2.The pilot of an aircraft flies due east relative to the ground in a wind blowing 20 km/h toward the south. If the speed of the aircraft in the absence of wind is 70km/h, what is the speed of the aircraft relative to the ground?

What is confusing?

I have the formula's to solving these two, but some information is missing...

To solve both of these problems, you'll need to use some basic physics formulas related to circular motion and vectors. Let's break it down step by step:

1. The Period of the Motion:
The period of the motion refers to the time it takes for one complete rotation. In this case, the woman completes five turns every minute. To find the period, you can use the formula:
Period (T) = 1 / Frequency (f)
Since the woman completes five turns per minute, the frequency is 5 Hz (1 Hz = 1 rotation per second).

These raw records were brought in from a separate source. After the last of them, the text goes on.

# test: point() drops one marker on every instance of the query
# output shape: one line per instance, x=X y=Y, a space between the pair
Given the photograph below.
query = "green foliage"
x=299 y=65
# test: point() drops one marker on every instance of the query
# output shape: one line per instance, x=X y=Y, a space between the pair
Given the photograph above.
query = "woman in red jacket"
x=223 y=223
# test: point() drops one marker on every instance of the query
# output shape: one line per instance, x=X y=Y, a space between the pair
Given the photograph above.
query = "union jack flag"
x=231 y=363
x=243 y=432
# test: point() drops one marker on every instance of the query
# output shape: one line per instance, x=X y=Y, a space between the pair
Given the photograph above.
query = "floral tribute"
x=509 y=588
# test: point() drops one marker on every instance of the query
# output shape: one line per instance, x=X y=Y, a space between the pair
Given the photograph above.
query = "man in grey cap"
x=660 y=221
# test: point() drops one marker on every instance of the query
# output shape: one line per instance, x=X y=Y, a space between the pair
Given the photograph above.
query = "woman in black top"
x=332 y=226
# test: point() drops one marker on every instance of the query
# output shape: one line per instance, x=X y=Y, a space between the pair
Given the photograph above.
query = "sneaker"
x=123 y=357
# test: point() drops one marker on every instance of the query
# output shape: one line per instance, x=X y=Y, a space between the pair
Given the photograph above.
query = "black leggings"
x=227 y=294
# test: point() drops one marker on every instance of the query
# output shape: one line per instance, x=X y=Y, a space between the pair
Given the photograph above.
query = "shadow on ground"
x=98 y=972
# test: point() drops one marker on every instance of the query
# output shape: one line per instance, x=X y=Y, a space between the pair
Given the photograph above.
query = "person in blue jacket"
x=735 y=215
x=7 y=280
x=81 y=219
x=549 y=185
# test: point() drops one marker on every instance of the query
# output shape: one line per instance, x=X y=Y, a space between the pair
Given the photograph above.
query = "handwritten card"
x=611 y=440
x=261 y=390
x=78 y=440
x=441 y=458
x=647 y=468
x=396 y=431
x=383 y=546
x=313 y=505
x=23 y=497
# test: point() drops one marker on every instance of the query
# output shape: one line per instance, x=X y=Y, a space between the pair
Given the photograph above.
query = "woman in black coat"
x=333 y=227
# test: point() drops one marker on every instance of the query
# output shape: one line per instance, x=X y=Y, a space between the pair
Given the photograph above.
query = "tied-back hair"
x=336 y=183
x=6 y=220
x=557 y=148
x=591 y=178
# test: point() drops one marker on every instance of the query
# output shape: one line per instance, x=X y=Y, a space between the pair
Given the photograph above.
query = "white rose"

2. The Magnitude and Direction of Centripetal Acceleration at the Highest Point:
Centripetal acceleration is the acceleration directed toward the center of the circular path. At the highest point of the Ferris wheel, the direction of centripetal acceleration is directed downward and its magnitude can be determined using the formula:
Centripetal Acceleration (a) = (Velocity (v))^2 / Radius (r)
To find the velocity, you need to know the circumference of the Ferris wheel (2πr) and divide it by the period (T). So the formula for velocity is:
Velocity (v) = 2πr / T
Now you can substitute the values into the centripetal acceleration formula to find its magnitude and direction.

3. The Magnitude and Direction of Centripetal Acceleration at the Lowest Point:
At the lowest point of the Ferris wheel, the direction of centripetal acceleration is directed upward. You can use the same formulas to find its magnitude and direction, but remember to adjust the velocity formula to reflect the different radius and period.

4. Speed of the Aircraft Relative to the Ground:
To find the speed of the aircraft relative to the ground, you need to consider the vectors involved. The aircraft is flying due east relative to the ground, while the wind is blowing toward the south. Since these vectors are at right angles, you can use the Pythagorean theorem to find the resultant vector, which represents the speed of the aircraft relative to the ground.

I hope this breakdown helps clarify how to approach these problems! Let me know if you have any further questions.